N.B.: The following is the opinion of the author, and does not necessarily reflect the views of any other CSLab personnel.
What's in a name? More than you might think.
A computer can have any number of names. A server machine which supports several functions might be known under the aliases "ftp.xmpl.toronto.edu," "www.xmpl.toronto.edu," "wais.xmpl.toronto.edu," and so on, in addition to whatever "official" name it might have. In fact, most machines at the University of Toronto have at least two names: one in toronto.edu, and one in utoronto.ca.

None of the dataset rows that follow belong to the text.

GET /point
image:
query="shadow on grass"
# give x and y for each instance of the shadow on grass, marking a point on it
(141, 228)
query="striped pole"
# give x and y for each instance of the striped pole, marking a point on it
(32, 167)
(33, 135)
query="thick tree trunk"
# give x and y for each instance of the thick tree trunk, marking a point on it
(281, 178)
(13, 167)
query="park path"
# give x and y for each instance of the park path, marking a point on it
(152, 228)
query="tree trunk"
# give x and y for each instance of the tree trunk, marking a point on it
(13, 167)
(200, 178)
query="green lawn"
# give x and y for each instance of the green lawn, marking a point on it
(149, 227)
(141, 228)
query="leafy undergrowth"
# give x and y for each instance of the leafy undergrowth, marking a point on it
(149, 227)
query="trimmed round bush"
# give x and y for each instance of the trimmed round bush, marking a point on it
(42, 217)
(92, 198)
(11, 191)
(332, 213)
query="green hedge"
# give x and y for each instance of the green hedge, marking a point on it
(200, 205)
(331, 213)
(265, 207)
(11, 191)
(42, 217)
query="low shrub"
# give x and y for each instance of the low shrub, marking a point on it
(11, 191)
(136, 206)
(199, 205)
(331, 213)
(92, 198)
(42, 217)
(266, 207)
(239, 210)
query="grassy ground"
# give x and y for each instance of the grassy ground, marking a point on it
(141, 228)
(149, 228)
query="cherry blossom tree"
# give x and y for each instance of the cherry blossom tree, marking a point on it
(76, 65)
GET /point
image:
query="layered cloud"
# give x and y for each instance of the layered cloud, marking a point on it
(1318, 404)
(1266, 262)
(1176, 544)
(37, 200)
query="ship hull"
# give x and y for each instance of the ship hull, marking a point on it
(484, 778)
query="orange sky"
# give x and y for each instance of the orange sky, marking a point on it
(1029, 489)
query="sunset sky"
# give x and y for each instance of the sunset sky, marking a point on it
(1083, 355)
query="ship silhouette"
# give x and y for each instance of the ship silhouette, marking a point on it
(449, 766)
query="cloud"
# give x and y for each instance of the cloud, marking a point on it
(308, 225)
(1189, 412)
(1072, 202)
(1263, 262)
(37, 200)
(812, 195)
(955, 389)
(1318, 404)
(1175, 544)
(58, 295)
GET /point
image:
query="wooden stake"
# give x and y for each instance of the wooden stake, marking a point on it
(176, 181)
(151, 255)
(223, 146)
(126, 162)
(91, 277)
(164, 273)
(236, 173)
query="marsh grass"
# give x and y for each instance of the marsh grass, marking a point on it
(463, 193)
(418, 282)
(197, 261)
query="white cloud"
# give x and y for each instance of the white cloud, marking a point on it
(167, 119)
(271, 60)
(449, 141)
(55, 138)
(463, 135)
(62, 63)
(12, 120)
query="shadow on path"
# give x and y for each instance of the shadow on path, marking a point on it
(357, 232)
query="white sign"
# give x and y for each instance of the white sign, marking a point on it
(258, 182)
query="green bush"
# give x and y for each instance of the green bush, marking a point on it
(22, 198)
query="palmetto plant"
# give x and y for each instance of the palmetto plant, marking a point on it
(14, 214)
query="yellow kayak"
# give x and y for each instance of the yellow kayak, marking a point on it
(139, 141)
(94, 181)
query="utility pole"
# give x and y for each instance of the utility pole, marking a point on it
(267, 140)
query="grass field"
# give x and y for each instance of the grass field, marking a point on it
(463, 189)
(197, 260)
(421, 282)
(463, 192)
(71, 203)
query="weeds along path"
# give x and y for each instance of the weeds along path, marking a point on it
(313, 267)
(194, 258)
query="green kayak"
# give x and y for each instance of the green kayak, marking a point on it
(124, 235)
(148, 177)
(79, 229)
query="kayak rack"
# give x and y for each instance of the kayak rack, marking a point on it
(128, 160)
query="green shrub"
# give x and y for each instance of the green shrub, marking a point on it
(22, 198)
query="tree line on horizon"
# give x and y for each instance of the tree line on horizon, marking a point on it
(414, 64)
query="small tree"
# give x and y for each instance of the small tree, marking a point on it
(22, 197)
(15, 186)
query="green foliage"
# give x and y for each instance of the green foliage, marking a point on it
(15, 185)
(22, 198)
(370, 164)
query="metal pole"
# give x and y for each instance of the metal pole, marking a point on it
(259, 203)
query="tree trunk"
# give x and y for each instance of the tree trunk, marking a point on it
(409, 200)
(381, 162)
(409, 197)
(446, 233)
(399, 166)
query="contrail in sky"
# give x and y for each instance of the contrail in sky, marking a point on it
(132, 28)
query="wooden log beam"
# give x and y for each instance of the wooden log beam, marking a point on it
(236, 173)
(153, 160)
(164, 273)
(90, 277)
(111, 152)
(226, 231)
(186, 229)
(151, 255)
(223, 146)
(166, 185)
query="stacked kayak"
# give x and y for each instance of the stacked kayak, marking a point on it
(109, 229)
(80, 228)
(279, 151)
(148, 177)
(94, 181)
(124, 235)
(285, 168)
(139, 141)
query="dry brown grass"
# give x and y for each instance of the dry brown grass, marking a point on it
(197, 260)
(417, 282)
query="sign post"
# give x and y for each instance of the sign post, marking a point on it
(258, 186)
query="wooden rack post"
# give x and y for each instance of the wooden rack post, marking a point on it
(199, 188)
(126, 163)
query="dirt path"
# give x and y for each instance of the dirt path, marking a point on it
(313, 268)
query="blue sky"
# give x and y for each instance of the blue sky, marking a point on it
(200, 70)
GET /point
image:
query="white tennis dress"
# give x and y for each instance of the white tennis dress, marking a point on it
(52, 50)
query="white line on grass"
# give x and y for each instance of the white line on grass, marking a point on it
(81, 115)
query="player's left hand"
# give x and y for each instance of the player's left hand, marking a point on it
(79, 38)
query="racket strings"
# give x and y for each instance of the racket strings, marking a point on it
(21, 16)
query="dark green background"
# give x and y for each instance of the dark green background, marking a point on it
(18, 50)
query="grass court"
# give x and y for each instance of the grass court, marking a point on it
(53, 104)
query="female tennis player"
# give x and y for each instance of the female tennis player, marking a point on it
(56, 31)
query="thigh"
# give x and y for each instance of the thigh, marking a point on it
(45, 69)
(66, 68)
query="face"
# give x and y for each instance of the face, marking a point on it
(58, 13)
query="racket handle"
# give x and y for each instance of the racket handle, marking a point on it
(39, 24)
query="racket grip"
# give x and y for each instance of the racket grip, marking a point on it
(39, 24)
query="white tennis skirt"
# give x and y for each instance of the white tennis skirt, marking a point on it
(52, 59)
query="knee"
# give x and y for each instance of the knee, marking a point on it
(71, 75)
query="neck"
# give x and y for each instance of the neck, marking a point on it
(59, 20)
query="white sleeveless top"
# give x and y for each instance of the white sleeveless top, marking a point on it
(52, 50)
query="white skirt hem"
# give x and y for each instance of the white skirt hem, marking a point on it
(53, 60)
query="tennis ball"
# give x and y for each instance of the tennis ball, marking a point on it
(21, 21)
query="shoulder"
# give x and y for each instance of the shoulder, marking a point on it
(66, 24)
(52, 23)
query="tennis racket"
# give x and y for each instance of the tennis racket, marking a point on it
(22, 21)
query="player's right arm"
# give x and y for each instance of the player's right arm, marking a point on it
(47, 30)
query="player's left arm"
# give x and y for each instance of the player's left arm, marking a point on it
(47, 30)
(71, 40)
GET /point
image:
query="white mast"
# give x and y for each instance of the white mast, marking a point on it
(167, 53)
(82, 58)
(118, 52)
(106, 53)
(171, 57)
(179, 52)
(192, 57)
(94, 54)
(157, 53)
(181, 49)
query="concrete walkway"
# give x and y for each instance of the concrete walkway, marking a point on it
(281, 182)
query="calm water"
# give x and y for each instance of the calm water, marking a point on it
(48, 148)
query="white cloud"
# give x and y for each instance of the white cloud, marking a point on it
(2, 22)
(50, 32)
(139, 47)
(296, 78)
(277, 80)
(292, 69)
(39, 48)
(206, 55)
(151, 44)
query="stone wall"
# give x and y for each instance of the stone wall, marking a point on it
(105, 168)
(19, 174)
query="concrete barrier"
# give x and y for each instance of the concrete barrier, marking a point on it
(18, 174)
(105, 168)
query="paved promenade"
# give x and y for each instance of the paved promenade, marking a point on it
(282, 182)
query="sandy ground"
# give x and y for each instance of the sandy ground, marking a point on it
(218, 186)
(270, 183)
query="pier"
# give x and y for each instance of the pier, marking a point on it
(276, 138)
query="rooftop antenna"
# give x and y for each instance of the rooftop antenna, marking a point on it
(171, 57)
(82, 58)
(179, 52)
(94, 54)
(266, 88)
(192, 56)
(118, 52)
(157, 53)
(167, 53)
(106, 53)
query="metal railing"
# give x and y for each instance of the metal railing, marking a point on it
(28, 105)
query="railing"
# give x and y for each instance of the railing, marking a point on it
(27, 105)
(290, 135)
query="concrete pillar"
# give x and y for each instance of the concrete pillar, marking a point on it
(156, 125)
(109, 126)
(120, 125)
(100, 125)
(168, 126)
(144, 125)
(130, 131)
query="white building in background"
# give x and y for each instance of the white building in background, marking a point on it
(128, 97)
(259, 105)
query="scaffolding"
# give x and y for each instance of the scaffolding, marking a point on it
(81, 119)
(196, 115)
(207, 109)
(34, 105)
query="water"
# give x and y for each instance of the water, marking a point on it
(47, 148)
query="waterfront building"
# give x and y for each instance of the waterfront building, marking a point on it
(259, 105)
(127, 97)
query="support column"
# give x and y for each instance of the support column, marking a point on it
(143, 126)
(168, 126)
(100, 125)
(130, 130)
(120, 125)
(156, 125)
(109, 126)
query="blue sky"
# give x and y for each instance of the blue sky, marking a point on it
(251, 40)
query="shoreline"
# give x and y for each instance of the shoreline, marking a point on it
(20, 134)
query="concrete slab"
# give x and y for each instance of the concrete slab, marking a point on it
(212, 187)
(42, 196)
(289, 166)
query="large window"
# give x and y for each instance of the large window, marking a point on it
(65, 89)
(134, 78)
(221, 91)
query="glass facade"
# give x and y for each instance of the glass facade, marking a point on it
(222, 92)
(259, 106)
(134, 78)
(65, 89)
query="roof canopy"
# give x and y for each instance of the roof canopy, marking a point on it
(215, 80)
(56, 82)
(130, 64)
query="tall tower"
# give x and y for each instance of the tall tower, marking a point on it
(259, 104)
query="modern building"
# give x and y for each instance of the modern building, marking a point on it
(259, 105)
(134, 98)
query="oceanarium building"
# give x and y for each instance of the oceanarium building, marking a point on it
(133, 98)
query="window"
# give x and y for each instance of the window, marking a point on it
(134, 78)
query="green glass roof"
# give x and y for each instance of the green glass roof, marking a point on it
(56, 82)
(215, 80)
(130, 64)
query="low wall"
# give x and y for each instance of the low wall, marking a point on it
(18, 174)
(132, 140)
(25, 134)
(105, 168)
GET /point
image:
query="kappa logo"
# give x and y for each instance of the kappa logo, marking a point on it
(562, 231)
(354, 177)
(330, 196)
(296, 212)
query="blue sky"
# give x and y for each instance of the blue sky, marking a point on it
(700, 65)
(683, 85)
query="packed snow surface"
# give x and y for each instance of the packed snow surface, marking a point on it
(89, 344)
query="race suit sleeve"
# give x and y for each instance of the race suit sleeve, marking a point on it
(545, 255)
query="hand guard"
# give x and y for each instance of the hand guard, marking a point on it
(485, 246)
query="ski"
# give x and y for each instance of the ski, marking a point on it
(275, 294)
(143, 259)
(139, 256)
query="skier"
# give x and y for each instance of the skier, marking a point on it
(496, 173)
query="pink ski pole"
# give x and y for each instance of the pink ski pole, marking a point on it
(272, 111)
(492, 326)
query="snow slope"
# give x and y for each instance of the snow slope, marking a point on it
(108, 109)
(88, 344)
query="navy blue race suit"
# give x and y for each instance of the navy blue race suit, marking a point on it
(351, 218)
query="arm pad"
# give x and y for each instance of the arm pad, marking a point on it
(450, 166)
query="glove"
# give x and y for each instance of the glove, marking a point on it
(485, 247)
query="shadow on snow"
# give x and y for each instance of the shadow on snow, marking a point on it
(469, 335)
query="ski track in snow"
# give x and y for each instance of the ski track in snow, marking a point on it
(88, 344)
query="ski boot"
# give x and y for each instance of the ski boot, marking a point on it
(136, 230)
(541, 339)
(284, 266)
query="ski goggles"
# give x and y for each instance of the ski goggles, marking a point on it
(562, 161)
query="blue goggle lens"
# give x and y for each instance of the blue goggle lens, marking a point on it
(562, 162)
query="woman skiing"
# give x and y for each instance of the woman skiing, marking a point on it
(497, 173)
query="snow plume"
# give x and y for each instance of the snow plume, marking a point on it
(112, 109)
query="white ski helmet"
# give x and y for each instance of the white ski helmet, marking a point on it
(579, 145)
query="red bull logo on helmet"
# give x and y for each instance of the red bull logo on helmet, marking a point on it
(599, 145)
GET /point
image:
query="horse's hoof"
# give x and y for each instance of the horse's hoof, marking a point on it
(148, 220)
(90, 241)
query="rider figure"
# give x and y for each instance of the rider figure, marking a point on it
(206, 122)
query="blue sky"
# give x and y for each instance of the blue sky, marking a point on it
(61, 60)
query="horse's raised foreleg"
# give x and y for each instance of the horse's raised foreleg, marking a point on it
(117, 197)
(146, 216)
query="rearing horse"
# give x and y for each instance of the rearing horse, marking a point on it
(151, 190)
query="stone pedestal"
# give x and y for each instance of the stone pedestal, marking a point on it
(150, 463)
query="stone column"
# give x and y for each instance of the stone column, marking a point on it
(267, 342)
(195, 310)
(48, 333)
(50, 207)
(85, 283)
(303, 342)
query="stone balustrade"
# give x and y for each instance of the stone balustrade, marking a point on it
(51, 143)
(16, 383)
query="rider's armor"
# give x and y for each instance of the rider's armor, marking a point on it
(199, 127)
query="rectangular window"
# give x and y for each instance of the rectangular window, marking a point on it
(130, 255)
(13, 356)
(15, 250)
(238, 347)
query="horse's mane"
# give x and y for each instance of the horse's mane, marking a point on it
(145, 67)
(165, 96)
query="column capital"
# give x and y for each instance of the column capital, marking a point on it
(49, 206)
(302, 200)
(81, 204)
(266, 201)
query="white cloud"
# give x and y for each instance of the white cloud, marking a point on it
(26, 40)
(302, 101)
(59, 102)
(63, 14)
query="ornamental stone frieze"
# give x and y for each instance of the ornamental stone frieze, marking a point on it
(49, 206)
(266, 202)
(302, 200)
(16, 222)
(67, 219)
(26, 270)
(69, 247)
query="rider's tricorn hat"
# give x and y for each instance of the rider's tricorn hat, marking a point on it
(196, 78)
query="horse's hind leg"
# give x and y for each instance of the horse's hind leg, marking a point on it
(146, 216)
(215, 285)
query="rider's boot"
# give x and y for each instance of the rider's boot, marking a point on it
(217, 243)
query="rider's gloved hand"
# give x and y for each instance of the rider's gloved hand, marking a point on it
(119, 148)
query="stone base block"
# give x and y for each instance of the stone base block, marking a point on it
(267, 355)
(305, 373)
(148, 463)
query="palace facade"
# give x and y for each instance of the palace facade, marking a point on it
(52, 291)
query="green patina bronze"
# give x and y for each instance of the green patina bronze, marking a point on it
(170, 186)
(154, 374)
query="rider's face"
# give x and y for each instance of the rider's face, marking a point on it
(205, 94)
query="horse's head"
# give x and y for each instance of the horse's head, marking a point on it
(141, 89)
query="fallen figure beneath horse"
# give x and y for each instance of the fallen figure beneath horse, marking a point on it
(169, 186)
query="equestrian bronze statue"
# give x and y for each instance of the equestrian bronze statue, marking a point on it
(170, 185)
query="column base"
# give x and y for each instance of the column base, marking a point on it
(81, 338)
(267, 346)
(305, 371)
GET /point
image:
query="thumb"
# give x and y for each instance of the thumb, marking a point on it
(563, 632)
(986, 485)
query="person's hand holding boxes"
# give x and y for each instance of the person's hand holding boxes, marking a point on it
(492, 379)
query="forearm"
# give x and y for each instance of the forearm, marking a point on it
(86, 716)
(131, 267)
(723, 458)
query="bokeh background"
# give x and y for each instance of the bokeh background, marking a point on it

However, a machine must also have one distinguished name, called its canonical hostname. This is the name which is returned when the system's IP address is looked up, and there are a number of situations in which the canonical name must be used. For example:
There are a number of departments at the University of Toronto which prefer to use a partially qualified domain name as the canonical name for on-campus hosts, instead of the fully qualified name. For example, within the Department of Computer Science, the canonical name of one of the compute servers is the partially qualified domain name "qew.cs," rather than he fully qualified domain name "qew.cs.toronto.edu."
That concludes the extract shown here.